This project focuses on predicting employee attrition using machine learning and estimating the potential financial loss associated with it.
The project is divided into three main parts:
- Attrition Prediction (Classification): This involves building a classification model to predict whether an employee is likely to leave the company.
- Future Salary Prediction (Regression): This involves building a regression model to predict the future salaries of employees likely to stay in the company.
- Estimated Loss Calculation: This part estimates the potential financial loss associated with employee attrition.
The project uses the "IBM HR dataset" containing information about employee demographics, job satisfaction, performance, and attrition status.
Attrition Prediction (Classification):
- A Voting Classifier ensemble is trained on preprocessed data to predict attrition.

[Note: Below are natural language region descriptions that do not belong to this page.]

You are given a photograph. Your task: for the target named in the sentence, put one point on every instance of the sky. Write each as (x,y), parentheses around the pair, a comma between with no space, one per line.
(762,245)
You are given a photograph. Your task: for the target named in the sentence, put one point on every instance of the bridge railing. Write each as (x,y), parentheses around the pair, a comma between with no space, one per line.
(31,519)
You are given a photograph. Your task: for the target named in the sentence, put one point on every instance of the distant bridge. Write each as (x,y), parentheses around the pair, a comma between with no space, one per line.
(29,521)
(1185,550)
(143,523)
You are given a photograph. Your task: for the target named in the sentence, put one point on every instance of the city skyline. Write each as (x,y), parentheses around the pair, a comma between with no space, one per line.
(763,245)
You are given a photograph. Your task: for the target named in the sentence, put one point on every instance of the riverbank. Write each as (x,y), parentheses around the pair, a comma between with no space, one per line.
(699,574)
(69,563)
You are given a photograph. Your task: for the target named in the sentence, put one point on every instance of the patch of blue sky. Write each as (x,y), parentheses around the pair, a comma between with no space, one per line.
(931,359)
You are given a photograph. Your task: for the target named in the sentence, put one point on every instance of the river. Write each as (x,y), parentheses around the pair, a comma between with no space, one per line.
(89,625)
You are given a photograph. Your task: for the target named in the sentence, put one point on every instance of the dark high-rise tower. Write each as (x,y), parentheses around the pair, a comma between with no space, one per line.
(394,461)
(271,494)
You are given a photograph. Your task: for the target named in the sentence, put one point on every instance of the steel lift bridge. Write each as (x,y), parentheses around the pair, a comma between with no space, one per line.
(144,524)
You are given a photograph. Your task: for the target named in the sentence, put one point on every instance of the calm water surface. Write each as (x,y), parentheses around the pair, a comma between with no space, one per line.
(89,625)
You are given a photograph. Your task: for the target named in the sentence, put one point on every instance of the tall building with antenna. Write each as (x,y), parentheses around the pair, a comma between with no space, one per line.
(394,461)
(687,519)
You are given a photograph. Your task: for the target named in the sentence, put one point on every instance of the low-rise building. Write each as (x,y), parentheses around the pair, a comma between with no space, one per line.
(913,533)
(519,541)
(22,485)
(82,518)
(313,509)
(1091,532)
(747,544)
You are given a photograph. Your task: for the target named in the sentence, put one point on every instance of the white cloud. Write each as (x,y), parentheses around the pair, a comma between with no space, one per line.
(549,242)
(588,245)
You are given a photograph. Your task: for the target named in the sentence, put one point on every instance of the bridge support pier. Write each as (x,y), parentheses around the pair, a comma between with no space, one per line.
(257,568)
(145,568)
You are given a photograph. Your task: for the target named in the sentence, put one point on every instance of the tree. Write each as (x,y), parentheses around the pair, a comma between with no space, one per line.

Future Salary Prediction (Regression):
- A Voting Regressor ensemble is trained on preprocessed data to predict future salaries of employees likely to stay.
Estimated Loss Calculation:
- The expected loss for each employee is calculated and aggregated to estimate the total financial impact of attrition.
- pandas
- numpy
- scikit-learn (including SMOTE, GridSearchCV, and various models)
- xgboost
- imblearn
- seaborn
- matplotlib
- Amancharla Anirudh
- Varshneya Kolla
This project demonstrates the application of machine learning for predicting employee attrition and estimating the associated financial loss. It can be valuable for businesses looking to identify employees at risk and plan accordingly.
- Upload the Dataset
- Import Libraries
- Load the Dataset
- Run the Code Execute the rest of the code in the notebook, including the data preprocessing, model training, evaluation, and estimated loss calculation steps. ( Use google colab or jupyter notebook)